Mevrouw Broekers-Knol (VVD):

Mijn opmerking was dan ook alleen maar bedoeld als herinnering. Het doet mij deugd dat het inmiddels is gerealiseerd.

Minister Hirsch Ballin:

Ik zeg tegen mevrouw Westerveld dat wij volgens mij met deze aanwijzing goed uit de voeten kunnen. Ik heb verder toegezegd dat ik, mocht daarvoor aanleiding zijn, de aanwijzing zal wijzigen. De ervaringen die hiermee tot nu toe zijn opgedaan, geven daartoe echter geen aanleiding.

De heer Van de Beeten (CDA):

Ik wil niet het gerucht ontzenuwen dat de minister over mystieke gaven beschikt, maar de vragen die de minister nu beantwoordt, zijn mede afkomstig van de commissie. Wij hebben vorige week namelijk in de commissie geïnventariseerd welke toezeggingen aan de minister zouden worden voorgelegd. Daarvan zijn er enkele aan de minister gemeld door leden die in dit debat het woord niet hebben gevoerd.

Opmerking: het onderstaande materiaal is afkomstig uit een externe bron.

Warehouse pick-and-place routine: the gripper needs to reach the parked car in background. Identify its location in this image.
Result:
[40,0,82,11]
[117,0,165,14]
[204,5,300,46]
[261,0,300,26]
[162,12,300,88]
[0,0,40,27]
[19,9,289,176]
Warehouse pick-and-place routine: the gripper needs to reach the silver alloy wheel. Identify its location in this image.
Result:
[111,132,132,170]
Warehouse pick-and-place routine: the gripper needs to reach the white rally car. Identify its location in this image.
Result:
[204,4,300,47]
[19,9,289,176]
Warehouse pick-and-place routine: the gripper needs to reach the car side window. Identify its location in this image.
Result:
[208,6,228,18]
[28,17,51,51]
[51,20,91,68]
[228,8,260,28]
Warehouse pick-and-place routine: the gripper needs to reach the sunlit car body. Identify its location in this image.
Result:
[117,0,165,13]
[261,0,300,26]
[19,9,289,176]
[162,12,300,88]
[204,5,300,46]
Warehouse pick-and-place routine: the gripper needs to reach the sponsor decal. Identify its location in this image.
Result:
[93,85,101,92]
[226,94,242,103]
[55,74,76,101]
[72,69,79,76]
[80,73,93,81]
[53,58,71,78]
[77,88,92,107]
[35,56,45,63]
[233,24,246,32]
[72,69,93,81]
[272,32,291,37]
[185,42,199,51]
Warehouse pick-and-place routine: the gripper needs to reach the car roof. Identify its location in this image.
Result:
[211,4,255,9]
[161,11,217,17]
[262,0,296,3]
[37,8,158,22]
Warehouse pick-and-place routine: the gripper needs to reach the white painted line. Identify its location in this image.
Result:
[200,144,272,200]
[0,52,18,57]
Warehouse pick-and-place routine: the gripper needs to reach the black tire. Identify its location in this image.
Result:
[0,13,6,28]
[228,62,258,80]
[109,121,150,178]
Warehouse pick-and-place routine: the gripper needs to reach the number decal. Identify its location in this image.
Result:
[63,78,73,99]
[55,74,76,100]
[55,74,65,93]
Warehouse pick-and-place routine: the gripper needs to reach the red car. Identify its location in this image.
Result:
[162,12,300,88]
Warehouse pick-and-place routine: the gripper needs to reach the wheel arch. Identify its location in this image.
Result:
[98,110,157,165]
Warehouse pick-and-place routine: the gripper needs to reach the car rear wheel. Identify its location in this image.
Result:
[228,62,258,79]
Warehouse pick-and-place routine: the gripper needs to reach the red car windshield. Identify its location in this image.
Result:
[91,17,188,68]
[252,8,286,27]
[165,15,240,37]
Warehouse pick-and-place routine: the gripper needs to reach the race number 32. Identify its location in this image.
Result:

Sommige van hen zijn vandaag niet aanwezig en mede namens hen dank ik de minister voor zijn beantwoording.

Minister Hirsch Ballin:

Voorzitter. Ik voel dat ik weer met beide voeten op de grond sta.

De beraadslaging wordt gesloten.

De voorzitter:

Ik stel voor, de brief onder nr. 30800-VI, D voor kennisgeving aan te nemen.

Daartoe wordt besloten.

De vergadering wordt enkele ogenblikken geschorst.